In the present embodiment, as shown in FIG. 2, the cooling cycle module 30 uses the magnetic pump 34 to transport the coolant through the flow meter 36 to the supply port 13, and connects the supply port 13 to a production device for temperature control. 200. Then, the cooling liquid directly enters the storage tank 33 from the return port 14; further, the cooling cycle module 30 and the production equipment 200 form a coolant circulation circuit.

a cooling coal circulation module 40 is connected to the cooling cycle module 30. A cold coal system in the cooling cycle module 30 exchanges heat with the coolant in the evaporator 31. In this embodiment, The cold coal circulation module 40 has a compressor 41. The compressor 41 is connected to a condenser 42 through at least one connecting pipe member 20. The condenser 42 is connected to an expansion valve 43 through at least one connecting pipe member 20. The valve 43 is connected to the evaporator 31 through at least one connecting pipe member 20, and the evaporator 31 is connected to the compressor 41 through at least one connecting pipe member 20; and as shown in FIG. 2, the cold coal circulating module 40 is configured as a Cold coal circulation loop.

A control module 50 is electrically connected to the cooling cycle module 30 and the cold coal circulation module 40. The control module 50 has a control panel 51 and a plurality of processing units 52. The processing unit 52 is disposed on the outer side of the casing 10 and is used to control and monitor the operation of the cooling cycle module 30 and the cold coal circulation module 40. In this embodiment, the processing units 52 are electronic components that provide operations, control, sensing, and conversion for control circuits, frequency converters, sensors, and the like.

In order to further understand the characteristics of this creation, the use of technical means and the expected results, we will describe the use of this creation, and believe that we can have a deeper and more specific understanding of this creation, as follows:

Please refer to FIG. 1 and FIG. 2 , together with FIG. 3 and FIG. 4 , which are perspective views, a cyclic structure diagram and an exploded perspective view of a preferred embodiment of the present invention. In the state of use, the cooling cycle module 30 mainly uses the magnetic pump 34 to pass the coolant through the evaporator 31, the heater 32, the storage tank 33, the pressure gauge 35, the flow meter 36, and the production equipment 200. So that a coolant circulation loop is formed. The cold coal circulation module 40 causes the refrigerant to flow through the condenser 42 from the compressor 41, and cools the refrigerant by the cooling water, and the condenser 42 is connected to the expansion valve 43 and the evaporator 31 to form a Refrigerant circulation loop.

What is important is that the present invention is provided with the magnetic pump 34 in the cooling cycle module 30, and the magnetic pump 34 utilizes a structure in which the internal inner rotor and the outer rotor are not in contact with each other to avoid the problem of friction loss. The cooling device (for example, a chiller) in the prior art is improved, and the problem that the cooling effect is lowered due to the long-term use of the vertical pump causes the coolant to leak easily from the bearing wear.

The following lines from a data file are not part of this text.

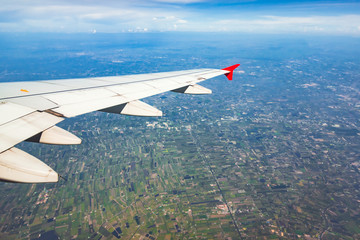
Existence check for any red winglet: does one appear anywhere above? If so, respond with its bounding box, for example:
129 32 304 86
221 64 240 81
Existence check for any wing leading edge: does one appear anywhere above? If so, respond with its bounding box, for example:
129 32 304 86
0 64 240 183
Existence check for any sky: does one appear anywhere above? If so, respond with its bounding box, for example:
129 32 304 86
0 0 360 36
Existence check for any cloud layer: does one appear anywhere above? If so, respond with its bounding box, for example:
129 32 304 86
0 0 360 35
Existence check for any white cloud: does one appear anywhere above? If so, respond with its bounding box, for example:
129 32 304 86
211 15 360 35
0 0 360 35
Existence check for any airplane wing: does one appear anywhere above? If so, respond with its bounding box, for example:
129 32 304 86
0 64 239 183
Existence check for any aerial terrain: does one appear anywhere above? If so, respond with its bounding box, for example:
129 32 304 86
0 33 360 240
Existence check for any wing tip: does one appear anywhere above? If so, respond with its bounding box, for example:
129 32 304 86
221 64 240 81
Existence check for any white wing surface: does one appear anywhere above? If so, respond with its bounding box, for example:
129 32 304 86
0 64 239 183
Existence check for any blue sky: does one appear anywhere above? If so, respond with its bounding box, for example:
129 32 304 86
0 0 360 36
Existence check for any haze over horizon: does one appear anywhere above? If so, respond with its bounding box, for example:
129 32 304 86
0 0 360 36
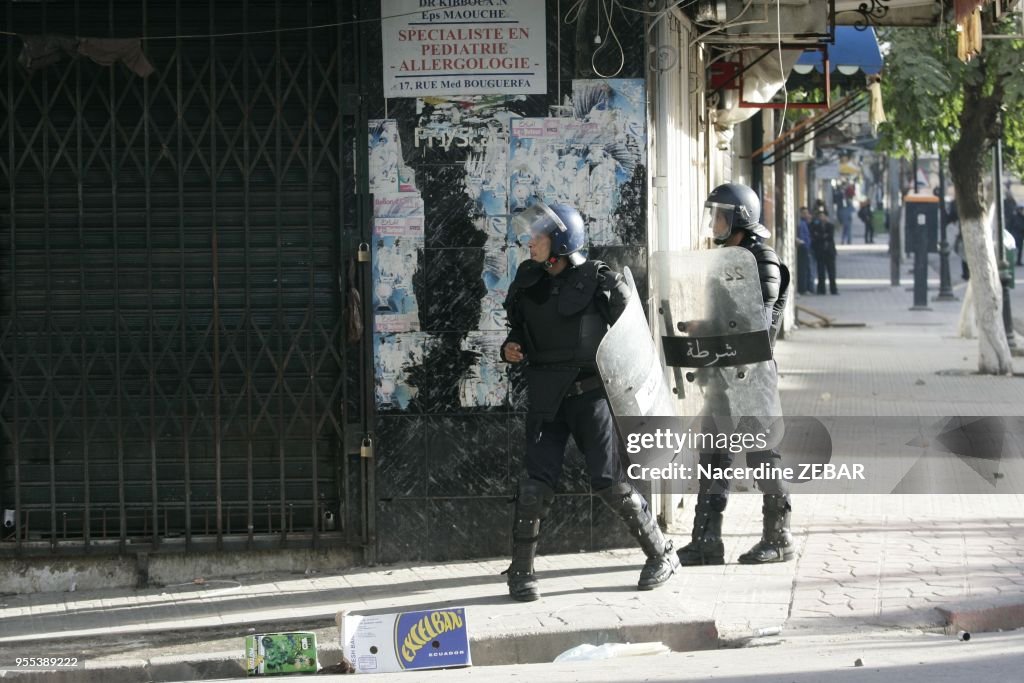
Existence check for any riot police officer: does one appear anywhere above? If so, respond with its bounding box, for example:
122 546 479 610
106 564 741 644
678 183 794 566
501 202 678 601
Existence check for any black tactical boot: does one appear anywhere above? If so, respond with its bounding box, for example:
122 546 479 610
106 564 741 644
739 495 794 564
597 481 679 591
502 479 555 602
678 494 725 566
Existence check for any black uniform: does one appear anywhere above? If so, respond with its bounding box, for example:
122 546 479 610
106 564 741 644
502 255 678 601
811 214 839 294
503 261 630 490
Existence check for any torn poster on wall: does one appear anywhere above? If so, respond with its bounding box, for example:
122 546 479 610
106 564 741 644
374 332 430 411
508 79 647 246
374 79 646 410
381 0 548 97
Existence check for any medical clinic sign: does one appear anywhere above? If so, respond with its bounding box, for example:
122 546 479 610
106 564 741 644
381 0 548 97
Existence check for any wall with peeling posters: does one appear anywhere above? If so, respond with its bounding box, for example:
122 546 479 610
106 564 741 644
368 1 647 562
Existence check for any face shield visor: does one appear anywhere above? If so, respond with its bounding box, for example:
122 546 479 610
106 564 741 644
701 202 736 244
512 202 568 246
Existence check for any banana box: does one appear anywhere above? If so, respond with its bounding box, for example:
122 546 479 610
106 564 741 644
246 633 317 676
339 607 473 674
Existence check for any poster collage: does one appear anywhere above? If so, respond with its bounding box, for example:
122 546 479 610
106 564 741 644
369 79 646 410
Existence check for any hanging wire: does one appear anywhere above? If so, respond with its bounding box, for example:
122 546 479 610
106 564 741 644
0 6 434 41
775 0 790 137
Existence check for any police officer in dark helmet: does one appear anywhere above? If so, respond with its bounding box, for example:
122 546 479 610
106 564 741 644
679 183 794 566
502 203 678 601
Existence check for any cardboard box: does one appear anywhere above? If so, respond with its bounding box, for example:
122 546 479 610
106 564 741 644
246 633 319 676
339 607 473 674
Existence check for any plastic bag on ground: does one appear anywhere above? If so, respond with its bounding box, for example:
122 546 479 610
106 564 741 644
555 642 671 661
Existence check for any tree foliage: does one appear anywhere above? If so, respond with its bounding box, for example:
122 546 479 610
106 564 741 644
879 19 1024 178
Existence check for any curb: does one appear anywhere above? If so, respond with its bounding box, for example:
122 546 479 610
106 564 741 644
937 602 1024 635
0 621 719 683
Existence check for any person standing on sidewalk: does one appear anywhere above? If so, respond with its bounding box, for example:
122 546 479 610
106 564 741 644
678 183 794 566
797 206 814 294
857 200 874 245
501 202 678 601
811 208 839 294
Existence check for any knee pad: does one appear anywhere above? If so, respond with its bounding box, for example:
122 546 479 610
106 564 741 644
516 479 555 516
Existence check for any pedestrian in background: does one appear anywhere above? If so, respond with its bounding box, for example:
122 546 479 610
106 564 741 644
797 206 814 294
811 208 839 294
857 200 874 245
501 202 679 602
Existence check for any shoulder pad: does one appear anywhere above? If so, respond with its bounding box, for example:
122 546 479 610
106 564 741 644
558 261 604 315
512 259 547 289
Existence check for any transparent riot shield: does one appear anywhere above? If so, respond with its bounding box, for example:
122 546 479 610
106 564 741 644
652 247 782 432
597 268 675 418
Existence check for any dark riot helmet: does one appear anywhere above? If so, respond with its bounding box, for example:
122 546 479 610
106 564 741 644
512 201 587 268
703 182 771 245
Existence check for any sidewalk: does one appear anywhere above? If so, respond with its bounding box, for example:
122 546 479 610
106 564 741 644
0 239 1024 682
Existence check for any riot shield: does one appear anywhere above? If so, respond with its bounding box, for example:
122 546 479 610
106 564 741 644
652 247 782 432
597 268 676 419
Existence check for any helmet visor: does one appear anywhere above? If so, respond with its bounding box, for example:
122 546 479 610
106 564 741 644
512 202 568 243
702 202 736 242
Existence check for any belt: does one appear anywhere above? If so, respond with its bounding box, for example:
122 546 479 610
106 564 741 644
565 375 604 396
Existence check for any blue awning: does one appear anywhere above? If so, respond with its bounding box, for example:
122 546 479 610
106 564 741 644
794 26 882 75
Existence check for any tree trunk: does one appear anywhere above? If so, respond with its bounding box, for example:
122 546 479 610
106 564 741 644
949 56 1013 375
959 280 975 339
956 206 1014 375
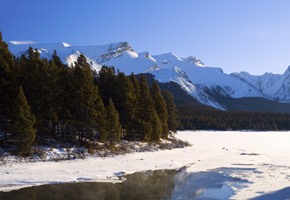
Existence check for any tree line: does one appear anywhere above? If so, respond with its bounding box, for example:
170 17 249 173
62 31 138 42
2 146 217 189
177 105 290 131
0 33 177 155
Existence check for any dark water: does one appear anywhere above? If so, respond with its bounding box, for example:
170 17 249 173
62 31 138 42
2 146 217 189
0 168 251 200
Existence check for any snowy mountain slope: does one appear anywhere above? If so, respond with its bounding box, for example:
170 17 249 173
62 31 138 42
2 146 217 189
9 41 290 109
231 66 290 103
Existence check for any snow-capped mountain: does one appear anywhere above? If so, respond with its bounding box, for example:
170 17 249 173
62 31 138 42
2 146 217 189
9 41 290 109
231 66 290 103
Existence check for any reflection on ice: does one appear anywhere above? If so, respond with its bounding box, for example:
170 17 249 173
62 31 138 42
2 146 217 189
171 167 254 200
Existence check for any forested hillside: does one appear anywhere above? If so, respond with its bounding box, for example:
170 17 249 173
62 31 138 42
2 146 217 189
0 32 177 155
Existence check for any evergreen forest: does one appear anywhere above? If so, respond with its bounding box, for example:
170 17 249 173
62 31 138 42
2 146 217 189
0 32 177 155
0 33 290 156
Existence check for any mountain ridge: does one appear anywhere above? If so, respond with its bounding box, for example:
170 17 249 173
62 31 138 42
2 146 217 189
9 41 290 110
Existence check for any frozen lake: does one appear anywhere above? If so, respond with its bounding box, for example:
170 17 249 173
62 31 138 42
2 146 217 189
0 131 290 199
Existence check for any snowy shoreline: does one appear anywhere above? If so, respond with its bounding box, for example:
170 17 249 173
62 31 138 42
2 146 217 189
0 131 290 199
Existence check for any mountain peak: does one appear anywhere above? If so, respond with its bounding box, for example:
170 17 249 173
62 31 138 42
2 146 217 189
184 56 204 67
284 65 290 74
10 40 37 45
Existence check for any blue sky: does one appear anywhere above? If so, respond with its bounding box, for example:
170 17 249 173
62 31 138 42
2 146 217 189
0 0 290 74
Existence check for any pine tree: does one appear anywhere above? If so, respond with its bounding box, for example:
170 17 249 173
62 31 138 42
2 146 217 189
95 97 108 142
71 55 99 141
106 99 122 146
152 81 168 139
162 91 178 132
11 86 36 156
97 66 117 106
0 32 18 139
114 73 137 138
137 75 162 141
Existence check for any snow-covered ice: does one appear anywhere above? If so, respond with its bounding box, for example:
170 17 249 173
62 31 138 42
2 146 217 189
0 131 290 199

It is worth mentioning that, since the present cooling device 100 is disposed through the magnetic pump 34, in the integrated circuit manufacturing process of the semiconductor industry, the coolant can be prevented from leaking and reacting with water molecules (H2O) in the air to generate hydrogen fluoride. The problem of acid (HF), as well as the damage caused to the environment, products and workers caused by the leakage of coolant during the production process, and the stability of the products manufactured by the production equipment 200.

It is worth mentioning that the magnetic pump 34 of the present invention is a horizontal type, and the magnetic pump 34 is disposed on the lower side of the storage box 33. Therefore, the vertical pump of the prior art needs to be erected in the storage box. On the upper side of the 33, and as shown in FIG. 4, since the housing space 12 of the casing 10 is limited, it can be seen that the creation system has the advantage of better space and flexibility.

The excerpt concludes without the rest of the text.